Pepsi and the people behind the ad surely weren’t trying to make light of important issues, even though that’s how it came off. In promoting peace and union and harmony – through drinking Pepsi of course! – the creative team made the least offensive ad they could. I admit that it’s very tricky, though probably not impossible, to develop a Pepsi ad that doesn’t appropriate and dumb down significant social justice issues at all.

It’s possible that they were trying to do a modern update of the 1971 “hilltop” Coke ad.  That ad has been taught in college courses for decades. There’s a little bit of alchemy in developing a memorable and moving – and not offensive – creative campaign. But there are some practical considerations, too.

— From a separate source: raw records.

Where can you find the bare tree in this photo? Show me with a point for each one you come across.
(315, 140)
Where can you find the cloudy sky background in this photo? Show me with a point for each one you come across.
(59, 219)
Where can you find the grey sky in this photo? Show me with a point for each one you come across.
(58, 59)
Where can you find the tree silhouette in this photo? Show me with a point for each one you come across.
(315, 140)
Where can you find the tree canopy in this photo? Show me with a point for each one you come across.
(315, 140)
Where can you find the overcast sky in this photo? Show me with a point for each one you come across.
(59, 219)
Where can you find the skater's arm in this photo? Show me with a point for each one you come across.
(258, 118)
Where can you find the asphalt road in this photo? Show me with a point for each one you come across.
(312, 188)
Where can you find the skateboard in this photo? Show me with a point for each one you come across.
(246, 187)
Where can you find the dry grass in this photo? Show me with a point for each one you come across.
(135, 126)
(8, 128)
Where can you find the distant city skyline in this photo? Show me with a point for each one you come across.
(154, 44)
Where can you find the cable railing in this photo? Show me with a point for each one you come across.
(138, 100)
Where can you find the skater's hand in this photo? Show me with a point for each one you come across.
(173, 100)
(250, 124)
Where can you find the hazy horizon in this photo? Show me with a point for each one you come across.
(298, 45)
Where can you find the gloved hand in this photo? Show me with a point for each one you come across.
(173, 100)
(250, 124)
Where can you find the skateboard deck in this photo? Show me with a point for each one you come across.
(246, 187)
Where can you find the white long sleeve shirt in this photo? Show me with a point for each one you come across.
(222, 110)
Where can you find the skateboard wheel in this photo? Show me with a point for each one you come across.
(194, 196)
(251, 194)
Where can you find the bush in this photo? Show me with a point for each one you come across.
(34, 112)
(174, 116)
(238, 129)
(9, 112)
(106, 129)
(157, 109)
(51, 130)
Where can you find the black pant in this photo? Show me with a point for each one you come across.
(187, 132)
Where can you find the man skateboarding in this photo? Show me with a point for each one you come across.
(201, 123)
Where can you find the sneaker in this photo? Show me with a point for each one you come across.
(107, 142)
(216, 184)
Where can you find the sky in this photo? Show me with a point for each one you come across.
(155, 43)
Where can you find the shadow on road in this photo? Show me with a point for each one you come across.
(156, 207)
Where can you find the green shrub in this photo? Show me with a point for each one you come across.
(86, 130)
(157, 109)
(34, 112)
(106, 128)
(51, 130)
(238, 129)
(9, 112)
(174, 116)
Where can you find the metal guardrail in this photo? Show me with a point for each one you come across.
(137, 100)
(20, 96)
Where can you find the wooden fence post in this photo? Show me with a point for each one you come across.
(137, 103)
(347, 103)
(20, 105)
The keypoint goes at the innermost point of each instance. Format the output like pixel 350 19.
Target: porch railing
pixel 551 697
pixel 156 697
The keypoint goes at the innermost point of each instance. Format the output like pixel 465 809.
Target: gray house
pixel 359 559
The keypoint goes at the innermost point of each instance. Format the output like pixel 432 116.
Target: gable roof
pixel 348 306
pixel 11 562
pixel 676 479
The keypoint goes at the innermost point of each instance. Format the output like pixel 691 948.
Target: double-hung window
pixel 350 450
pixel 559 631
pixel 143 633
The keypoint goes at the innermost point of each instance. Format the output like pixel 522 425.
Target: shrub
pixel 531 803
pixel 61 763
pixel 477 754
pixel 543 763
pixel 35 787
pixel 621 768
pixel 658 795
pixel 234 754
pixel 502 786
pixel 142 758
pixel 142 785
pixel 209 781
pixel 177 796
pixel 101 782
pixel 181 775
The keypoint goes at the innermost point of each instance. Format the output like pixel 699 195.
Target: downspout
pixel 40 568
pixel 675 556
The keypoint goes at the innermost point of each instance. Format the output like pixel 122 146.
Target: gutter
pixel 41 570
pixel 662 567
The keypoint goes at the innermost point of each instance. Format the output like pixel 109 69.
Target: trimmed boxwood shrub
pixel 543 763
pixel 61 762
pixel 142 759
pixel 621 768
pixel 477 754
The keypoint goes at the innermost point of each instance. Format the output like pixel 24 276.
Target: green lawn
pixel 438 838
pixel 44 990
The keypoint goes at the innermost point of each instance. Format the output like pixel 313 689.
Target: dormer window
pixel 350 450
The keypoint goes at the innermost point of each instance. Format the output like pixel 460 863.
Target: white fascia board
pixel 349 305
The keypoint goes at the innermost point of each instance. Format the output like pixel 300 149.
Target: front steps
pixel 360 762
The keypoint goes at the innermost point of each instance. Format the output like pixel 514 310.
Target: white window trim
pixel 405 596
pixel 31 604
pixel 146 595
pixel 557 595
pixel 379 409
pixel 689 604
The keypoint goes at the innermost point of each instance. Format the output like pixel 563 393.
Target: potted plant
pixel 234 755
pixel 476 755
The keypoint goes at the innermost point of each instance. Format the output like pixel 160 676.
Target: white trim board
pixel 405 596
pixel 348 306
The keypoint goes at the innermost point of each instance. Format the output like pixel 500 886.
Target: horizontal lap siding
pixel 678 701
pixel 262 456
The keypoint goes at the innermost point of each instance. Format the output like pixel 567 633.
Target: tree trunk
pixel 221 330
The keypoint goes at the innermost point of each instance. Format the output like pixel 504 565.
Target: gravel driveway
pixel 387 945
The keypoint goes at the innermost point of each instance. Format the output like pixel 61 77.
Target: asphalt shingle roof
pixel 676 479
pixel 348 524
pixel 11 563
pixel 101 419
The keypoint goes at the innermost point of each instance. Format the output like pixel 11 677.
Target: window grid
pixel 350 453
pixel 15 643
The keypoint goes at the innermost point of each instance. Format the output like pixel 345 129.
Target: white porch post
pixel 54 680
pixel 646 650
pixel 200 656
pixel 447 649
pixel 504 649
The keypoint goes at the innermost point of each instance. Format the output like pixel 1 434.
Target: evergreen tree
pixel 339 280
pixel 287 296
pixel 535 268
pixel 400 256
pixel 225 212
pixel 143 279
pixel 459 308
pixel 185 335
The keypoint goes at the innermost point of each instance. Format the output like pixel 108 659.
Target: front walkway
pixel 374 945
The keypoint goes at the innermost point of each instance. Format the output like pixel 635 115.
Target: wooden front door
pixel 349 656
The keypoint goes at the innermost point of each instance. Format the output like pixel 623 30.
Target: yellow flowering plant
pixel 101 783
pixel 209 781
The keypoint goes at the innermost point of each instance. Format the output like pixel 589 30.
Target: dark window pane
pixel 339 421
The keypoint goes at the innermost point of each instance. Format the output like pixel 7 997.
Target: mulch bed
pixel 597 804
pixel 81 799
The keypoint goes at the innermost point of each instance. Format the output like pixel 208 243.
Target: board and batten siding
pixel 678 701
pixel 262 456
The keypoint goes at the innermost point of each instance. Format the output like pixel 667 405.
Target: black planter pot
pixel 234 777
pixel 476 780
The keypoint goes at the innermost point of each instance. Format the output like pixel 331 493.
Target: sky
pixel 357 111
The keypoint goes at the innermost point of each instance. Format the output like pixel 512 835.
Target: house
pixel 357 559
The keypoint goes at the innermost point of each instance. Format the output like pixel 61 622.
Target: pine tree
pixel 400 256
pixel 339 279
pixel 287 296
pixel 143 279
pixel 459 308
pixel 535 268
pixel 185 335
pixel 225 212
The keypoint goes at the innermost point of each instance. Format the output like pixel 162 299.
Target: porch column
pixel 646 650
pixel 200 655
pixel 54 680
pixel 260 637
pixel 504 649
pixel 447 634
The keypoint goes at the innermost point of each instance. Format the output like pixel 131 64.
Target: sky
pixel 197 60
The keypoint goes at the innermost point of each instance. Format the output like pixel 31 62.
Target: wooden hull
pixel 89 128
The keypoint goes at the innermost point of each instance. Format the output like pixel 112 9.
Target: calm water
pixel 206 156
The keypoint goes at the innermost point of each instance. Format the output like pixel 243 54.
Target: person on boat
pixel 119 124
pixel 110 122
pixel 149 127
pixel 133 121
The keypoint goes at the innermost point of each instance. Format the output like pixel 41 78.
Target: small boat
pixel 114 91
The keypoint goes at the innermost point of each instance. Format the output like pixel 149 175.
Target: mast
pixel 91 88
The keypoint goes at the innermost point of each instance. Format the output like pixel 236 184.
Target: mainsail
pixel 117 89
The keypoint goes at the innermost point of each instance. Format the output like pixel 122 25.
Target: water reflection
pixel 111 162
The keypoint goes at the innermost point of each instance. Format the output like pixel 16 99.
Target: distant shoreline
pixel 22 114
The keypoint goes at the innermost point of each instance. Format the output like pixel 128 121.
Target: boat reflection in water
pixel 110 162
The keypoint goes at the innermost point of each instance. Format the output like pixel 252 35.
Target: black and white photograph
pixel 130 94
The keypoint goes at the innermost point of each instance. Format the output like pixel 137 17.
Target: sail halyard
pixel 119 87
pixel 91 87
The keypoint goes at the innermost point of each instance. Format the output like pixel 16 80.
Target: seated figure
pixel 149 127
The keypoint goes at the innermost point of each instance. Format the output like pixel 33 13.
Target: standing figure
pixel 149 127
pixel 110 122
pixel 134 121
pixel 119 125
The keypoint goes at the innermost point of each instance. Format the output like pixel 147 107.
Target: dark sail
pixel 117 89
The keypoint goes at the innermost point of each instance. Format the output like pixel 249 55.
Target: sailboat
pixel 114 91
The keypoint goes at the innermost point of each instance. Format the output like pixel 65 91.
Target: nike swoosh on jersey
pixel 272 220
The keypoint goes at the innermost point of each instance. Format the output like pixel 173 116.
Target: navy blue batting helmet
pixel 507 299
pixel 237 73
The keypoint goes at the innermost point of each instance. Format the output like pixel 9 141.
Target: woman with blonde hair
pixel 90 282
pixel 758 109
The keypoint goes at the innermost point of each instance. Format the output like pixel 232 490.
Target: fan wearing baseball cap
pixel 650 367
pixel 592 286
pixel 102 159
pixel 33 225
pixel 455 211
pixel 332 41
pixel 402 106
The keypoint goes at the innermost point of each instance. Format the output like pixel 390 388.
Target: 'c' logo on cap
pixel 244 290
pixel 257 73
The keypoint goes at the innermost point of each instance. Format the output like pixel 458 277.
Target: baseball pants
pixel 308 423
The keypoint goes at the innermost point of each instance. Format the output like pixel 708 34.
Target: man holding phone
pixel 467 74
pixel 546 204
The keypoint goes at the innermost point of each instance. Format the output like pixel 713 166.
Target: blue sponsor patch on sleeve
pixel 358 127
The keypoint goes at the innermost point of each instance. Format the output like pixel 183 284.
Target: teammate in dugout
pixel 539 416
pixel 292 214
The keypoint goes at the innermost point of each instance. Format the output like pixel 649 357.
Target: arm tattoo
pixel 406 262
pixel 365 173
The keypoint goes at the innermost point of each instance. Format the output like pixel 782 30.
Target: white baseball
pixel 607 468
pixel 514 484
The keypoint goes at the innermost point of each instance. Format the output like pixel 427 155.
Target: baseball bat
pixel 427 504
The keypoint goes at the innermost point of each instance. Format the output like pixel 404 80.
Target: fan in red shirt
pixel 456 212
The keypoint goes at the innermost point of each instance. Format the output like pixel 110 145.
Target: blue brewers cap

Here’s one thing I’m pretty sure of, though. Most of the people who conceived this commercial/mini-movie were white, male and not millennials.  There’s a 3 percent conference, which is based on the statistic – it’s a little higher now – that only 3 percent of creative directors in ad agencies were women. Only two percent of creative directors are black.

You have to source material to people who understand the experience. It happens in Hollywood too. Take the success of the recent film, “Get Out,” the hybrid horror/social satire film about a terrifying experience of being a black man in a sea of white people. “Get Out” couldn’t have been written by a white man. It comes from the mind of someone who has lived that culture. A typical white Hollywood executive wouldn’t have written it and wouldn’t have green-lit it.

Maybe the next company that screws up as bad as Pepsi should hire “Get Out” creator Jordan Peele to make their apology ad.